There is a very interesting district in Vilnius called Užupis. This district declared itself an independent republic on April Fools’ Day in 1997 and even has its own constitution written in 15 languages and displayed on a public wall. Although I did not see any, the district felt like a hippie enclave. It is apparently more of an artist enclave.
Even without hearing of Užupis, the city is sort of quirky in some ways. There was a tree across the road from St Anne’s that was wearing a sweater. The city also has a bronze cast of Frank Zappa although this to me was nowhere near the sweater-wearing tree in quirkiness.

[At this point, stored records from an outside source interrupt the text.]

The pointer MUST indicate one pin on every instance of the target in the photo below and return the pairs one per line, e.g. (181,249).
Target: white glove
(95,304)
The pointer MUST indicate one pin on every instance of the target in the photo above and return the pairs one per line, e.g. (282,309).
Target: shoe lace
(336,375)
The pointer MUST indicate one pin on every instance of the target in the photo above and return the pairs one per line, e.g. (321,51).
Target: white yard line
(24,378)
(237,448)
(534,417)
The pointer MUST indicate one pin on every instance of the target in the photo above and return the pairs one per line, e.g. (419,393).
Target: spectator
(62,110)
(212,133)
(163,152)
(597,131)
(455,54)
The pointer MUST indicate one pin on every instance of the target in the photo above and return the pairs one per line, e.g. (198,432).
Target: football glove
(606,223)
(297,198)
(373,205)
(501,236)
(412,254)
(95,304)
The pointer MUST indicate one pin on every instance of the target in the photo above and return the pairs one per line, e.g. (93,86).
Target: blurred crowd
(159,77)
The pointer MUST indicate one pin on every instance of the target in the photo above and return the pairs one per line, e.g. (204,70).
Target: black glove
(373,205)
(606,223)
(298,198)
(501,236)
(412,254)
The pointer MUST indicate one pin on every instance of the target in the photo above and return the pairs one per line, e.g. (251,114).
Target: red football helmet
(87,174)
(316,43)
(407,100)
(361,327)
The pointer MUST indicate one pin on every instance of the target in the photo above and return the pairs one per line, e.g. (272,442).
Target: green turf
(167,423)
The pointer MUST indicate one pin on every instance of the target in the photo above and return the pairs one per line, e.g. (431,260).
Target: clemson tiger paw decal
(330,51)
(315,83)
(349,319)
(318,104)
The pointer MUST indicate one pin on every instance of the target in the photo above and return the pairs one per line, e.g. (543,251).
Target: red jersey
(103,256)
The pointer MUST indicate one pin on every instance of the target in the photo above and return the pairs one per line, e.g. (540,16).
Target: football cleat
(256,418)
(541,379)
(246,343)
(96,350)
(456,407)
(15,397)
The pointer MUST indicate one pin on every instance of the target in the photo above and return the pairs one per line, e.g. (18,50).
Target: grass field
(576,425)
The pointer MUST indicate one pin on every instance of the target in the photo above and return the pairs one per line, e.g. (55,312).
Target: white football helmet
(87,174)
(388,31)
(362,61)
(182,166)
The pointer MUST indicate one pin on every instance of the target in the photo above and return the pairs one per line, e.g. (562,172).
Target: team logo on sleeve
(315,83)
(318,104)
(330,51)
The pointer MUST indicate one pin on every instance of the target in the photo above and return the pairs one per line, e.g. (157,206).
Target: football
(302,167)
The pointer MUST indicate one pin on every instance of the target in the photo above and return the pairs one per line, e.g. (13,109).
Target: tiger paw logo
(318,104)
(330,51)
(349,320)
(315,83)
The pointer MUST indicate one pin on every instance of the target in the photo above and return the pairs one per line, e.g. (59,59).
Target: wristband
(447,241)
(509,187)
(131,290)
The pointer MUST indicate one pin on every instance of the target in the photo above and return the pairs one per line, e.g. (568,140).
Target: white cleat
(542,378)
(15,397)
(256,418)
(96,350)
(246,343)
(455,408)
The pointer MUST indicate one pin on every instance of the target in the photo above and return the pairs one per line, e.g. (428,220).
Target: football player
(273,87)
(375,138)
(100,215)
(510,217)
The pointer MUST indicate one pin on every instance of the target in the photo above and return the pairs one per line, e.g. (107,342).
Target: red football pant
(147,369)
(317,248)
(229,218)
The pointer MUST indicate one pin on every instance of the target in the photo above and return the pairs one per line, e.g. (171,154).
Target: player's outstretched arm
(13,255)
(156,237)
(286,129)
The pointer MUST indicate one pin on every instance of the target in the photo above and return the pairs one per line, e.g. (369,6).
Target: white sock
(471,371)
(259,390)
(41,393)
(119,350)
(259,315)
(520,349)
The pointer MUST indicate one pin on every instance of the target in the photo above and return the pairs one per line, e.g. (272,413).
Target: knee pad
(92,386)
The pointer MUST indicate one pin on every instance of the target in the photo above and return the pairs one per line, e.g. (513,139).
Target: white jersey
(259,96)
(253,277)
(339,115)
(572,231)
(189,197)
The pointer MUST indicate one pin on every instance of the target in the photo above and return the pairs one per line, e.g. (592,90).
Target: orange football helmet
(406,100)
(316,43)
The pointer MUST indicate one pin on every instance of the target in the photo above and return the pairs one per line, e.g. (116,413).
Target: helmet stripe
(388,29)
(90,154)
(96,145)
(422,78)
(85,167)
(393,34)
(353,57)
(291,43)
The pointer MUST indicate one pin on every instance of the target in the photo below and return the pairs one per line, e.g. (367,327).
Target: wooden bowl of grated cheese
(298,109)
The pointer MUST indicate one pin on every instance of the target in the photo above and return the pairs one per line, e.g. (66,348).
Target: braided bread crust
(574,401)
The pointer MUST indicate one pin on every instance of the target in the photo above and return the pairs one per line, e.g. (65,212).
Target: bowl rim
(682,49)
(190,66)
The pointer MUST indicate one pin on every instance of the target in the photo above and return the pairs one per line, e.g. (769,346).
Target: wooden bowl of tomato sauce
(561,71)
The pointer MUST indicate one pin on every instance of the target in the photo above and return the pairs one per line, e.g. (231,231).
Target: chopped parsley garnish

Vilnius got me acquainted with a rather quirky drink. I asked the waitress at this restaurant what a gira was, having spotted the name on the menu, and she explained that it was a drink that was like beer but not beer. Her cryptic reply made me all the more curious and so I had to order one to try. It turned out to be exactly what the waitress said it was: it was like beer but not beer. It tasted like a drink made from fermented grain and yet was non-alcoholic and sweet. The first few sips were strange but it actually grew on me after a while.
I had made the right choice going to Lithuania. I enjoyed its uniqueness and its quirkiness and Vilnius made me want to see more of the country. Before my visit, I had not expected Lithuania to be this refreshing. I imagined that I had European culture down pat until I saw Vilnius. Now if only the people there could be made to just smile a little at visitors. Just a little would be fine.